Crece la marea del desencanto y los ricos no saben si poner sus barbas a remojar. Mientras les llega ese momento siguen practicando el cinismo: ellos y nuestras ambiciones desmedidas han provocado la crisis que padecemos, pero en España los banqueros y los empresarios quieren rebajar el coste de la carne de trabajador, hasta que pueda repartirse gratuitamente. Quieren carne de padres y madres de familia que transite amoratada y sin derechos por los caminos del mercado laboral –mercado de seres humanos: triste mercado–, carne de pechero indefensa ante los caprichos de los que nunca han soltado el mango de la sartén.

Mientras los avaros recuentan sus monedas sin que brillen en el horizonte los tricornios que vengan a detenerlos –que sería lo justo y necesario– los patronos piden abaratar el despido y eliminar los controles para poder darle sin más una patada a los trabajadores. Se trata de poner la carne de obrero a precio de saldo, de hacer que, como siempre, los currantes y los que menos tienen paguen los desmanes de los poderosos. Por ahora –repito: por ahora– ZP, en un sorprendente ramalazo de izquierda izquierda, les ha dicho a los matarifes de la esperanza y la dignidad que de despido (más) barato y (más) libre nada de nada. Debía, claro, haber completado su gesto con una reforma del Cogido Penal que permitiera encarcelar a los que han hecho juegos malabares con las finanzas del mundo y los ladrillos de Bailén, que son los mismos que nos han abandonado en el borde del precipicio.

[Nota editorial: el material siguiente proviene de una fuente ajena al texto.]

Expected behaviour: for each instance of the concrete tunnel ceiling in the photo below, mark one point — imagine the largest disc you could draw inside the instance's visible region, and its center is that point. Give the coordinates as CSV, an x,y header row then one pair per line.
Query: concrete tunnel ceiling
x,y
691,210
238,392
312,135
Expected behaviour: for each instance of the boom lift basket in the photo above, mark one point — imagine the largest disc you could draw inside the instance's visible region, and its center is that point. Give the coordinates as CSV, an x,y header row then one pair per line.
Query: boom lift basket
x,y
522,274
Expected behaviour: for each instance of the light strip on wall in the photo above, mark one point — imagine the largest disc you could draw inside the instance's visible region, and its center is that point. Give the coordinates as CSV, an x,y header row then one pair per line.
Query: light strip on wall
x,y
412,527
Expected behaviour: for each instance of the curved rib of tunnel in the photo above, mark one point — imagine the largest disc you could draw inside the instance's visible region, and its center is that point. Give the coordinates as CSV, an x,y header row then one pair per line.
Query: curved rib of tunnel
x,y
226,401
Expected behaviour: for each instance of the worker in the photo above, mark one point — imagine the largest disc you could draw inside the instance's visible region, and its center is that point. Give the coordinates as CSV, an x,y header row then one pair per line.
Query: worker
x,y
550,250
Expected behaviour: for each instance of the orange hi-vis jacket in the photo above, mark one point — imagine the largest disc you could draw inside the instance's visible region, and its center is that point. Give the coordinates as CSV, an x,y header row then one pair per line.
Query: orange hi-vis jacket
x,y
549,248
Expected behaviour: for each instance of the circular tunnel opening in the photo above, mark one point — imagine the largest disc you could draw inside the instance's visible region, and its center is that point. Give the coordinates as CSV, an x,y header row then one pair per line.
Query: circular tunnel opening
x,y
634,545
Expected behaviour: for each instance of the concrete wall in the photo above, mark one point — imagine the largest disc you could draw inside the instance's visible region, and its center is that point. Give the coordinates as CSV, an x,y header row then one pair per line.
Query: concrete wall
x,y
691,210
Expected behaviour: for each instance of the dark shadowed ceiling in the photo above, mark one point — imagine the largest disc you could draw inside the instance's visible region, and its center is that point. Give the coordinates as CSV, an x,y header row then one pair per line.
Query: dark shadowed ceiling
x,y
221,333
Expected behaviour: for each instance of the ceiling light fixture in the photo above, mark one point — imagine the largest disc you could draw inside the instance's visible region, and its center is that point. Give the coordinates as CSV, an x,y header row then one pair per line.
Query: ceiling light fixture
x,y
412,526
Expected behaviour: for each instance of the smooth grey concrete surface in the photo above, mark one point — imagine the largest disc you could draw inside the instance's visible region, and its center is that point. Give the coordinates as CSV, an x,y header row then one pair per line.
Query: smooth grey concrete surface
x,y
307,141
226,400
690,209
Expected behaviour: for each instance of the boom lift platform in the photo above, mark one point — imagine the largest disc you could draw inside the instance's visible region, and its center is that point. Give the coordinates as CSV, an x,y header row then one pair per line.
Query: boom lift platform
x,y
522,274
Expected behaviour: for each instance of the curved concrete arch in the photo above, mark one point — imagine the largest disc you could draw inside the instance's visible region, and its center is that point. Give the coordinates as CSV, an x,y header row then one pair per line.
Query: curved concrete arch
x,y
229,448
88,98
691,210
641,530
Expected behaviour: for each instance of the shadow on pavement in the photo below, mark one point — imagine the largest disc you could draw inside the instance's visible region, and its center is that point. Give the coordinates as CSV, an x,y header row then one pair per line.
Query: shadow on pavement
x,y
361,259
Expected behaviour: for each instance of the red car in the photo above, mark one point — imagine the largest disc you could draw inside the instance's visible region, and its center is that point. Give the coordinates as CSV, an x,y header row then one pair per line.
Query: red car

Pero sabemos que la justicia consiste en encarcelar al padre que caza conejos furtivos para alimentar a su familia y en despachar bonitas palabras en el entierro de cualquier álvarezconlunga, al que no sabemos si Dios le ha preguntado qué piensa sobre el precio que sus compinches quieren poner a la carne de obrero ni si le ha pedido cuentas por los trabajadores despedidos y los salarios de risa malpagados.

Desde las bancadas del Partido Popular no sale ni una voz que se oponga al adelgazamiento de los derechos sociales: es difícil saber si callan porque no saben si los espía el pepero de al lado o porque están de acuerdo en poner en almoneda la carne trabajadora y trabajada, pero muchos españoles comienzan a pensar que la cosa podría irles todavía peor si gobernasen los chicos de Rajoy. Otros, mientras, volvemos a leer las preguntas que se hacía aquel obrero de Brecht que sabía leer. Pues eso: que quiénes son los que lloran cuando pierden el trabajo, que quiénes son los que planchan en sus casas las tristezas de cada día con sus facturas y sus pocos sueldos, que quiénes son los que están sellados para que los grandes hijos de perra los sacrifiquen y los ofrezcan rebajados en los mostradores de la historia.

...la calle trae un pregón del tiempo oscuro: “Se vende carne barata de obrero, al peso, al peso, miren que currículum inútil, miren que filete, barata, barata, carne de trabajador...” Ya ves, Manuel: ojalá alguno se atragante con los huesos del festín.